Negotiations are ongoing with local and foreign parties for the other two parcels, Vista Tower and the Intermark Mall, sources said. Vista Tower was formerly known as the Empire Tower. It went through massive refurbishment and today is a spanking new 62-storey, grade A office block with about 555,000 square feet of space. The Intermark Mall has about 200,000 sq ft.
According to industry sources, when the mall was first put on sale, the entire four components were priced at more than RM2bil. Due to its “hefty” price tag, the asset which sits on two hectares, was broken up and put on sale as four separate components.
Sources said the other two components will be sold this year.
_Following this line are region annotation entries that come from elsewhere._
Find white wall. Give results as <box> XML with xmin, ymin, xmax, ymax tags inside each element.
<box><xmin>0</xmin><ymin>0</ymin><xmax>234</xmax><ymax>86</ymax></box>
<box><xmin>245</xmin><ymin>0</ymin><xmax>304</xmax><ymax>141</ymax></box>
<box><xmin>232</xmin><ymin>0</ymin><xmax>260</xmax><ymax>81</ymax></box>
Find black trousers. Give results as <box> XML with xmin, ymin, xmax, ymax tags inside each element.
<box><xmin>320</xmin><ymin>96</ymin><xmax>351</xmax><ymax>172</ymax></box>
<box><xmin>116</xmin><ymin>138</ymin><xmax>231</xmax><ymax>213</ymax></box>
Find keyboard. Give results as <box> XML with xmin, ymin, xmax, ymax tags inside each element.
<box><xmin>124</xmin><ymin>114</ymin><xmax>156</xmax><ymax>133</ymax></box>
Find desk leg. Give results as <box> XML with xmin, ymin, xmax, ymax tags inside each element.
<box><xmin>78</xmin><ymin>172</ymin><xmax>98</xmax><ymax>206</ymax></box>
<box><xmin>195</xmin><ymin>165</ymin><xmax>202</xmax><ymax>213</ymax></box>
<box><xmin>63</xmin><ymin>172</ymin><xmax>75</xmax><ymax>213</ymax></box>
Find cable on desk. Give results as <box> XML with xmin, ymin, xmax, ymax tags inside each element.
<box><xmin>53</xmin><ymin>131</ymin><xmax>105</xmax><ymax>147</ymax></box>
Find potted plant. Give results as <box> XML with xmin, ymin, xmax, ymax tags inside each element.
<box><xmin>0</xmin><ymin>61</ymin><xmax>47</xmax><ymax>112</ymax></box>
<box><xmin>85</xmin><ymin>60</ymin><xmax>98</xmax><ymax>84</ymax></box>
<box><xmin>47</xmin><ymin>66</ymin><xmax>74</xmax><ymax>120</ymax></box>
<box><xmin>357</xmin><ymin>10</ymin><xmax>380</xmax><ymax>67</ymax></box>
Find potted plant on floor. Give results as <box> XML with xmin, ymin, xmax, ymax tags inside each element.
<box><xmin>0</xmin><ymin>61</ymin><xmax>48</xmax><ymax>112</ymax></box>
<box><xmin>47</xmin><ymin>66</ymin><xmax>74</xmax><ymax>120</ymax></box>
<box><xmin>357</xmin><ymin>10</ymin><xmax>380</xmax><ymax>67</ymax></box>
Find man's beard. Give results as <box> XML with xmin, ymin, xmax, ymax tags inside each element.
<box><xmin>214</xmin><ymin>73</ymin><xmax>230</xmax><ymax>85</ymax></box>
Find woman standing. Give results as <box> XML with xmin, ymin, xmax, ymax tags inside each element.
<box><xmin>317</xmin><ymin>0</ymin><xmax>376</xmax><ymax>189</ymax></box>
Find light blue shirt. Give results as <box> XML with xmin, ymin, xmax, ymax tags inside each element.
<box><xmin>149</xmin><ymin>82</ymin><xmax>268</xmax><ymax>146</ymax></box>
“There are interested parties, both local and foreign,” an industry source said. As to why BlackRock Inc is divesting, a source said the fund’s life was coming to an end and BlackRock has to divest.
BlackRock came about this highly priced property when it bought Macquarie Global Property Advisors (MGPA) in 2013, an Australian-based private equity real estate fund advisory company, in order to expand its real estate business in the Asia-Pacific region and Europe. When BlackRock bought MGPA, the deal doubled BlackRock’s real estate assets to US$25bil, and gave the company its first exposure to Asian property.
The Intermark was wholly owned and developed by MGPA Asia Developments, a subsidiary of MGPA. MGPA Asia Fund II bought the Intermark assets in 2007, comprising a portfolio of assets - Empire Tower, City Square, Crown Princess and subsequently, Plaza Ampang.